Le calorimètre en graphite est l’un de ces instruments étalons : c’est l’un des dosimètres primaires les plus précis et donnant l’accès le plus direct à la grandeur « dose absorbée ».

En effet, l’énergie cédée par les rayonnements ionisants à la matière irradiée se transforme en chaleur. C’est l’élévation de température qui en résulte qui est mesurée. Si la transformation en chaleur de l’énergie communiquée est quasi-totale, on a alors un accès direct à la quantité recherchée, à savoir, la dose absorbée.
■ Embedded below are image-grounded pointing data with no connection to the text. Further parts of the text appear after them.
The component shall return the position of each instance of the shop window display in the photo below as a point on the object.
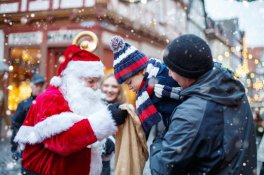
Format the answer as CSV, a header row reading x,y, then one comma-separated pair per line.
x,y
24,63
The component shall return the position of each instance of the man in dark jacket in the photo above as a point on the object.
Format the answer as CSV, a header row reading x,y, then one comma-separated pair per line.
x,y
212,131
37,83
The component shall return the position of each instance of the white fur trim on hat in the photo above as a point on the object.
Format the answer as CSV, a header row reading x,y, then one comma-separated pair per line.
x,y
56,81
85,68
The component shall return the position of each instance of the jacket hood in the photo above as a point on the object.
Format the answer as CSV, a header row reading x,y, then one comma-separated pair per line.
x,y
218,85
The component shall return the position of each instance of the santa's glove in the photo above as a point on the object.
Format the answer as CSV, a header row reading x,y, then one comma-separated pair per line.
x,y
167,91
118,114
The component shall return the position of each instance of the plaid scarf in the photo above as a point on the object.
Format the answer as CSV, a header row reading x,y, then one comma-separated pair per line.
x,y
146,111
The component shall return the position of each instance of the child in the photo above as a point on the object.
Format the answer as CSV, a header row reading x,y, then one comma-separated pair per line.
x,y
140,73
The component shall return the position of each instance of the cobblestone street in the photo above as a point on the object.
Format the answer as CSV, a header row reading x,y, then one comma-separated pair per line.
x,y
8,166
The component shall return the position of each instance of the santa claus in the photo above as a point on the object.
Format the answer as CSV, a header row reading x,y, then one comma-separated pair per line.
x,y
62,130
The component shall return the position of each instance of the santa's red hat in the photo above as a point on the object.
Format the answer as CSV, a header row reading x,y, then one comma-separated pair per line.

Principe de la mesure calorimétrique

La calorimétrie repose sur la mesure de l’élévation de température d’un élément de volume donné de cet instrument, lors de son exposition à une source de rayonnements. Pour cela, il faut s’assurer que la quantité de chaleur correspondante est rigoureusement égale à l’énergie communiquée dans cet élément de volume par les rayonnements ionisants. Cela implique qu’il n’y ait aucun échange thermique avec les éléments environnants, ou que le bilan de l’échange soit nul. Il faut également qu’il n’y ait aucun « défaut de chaleur », c'est-à-dire que la totalité de l’énergie communiquée par les rayonnements soit transformée en chaleur. En effet dans certains milieux, les rayonnements ionisants peuvent être à l’origine de réactions chimiques ou physico-chimiques produisant ou absorbant de la chaleur.

Pour répondre à ces conditions, un calorimètre solide est constitué de plusieurs corps concentriques, en général trois, (de l’intérieur vers l’extérieur : absorbeur, écran et manteau), insérés dans un bloc du même matériau de référence. La conception est schématisée en vue de côté ci-dessous. Une radiographie du calorimètre en cours de validation au LHNB, permet de visualiser celui-ci en vue de dessus.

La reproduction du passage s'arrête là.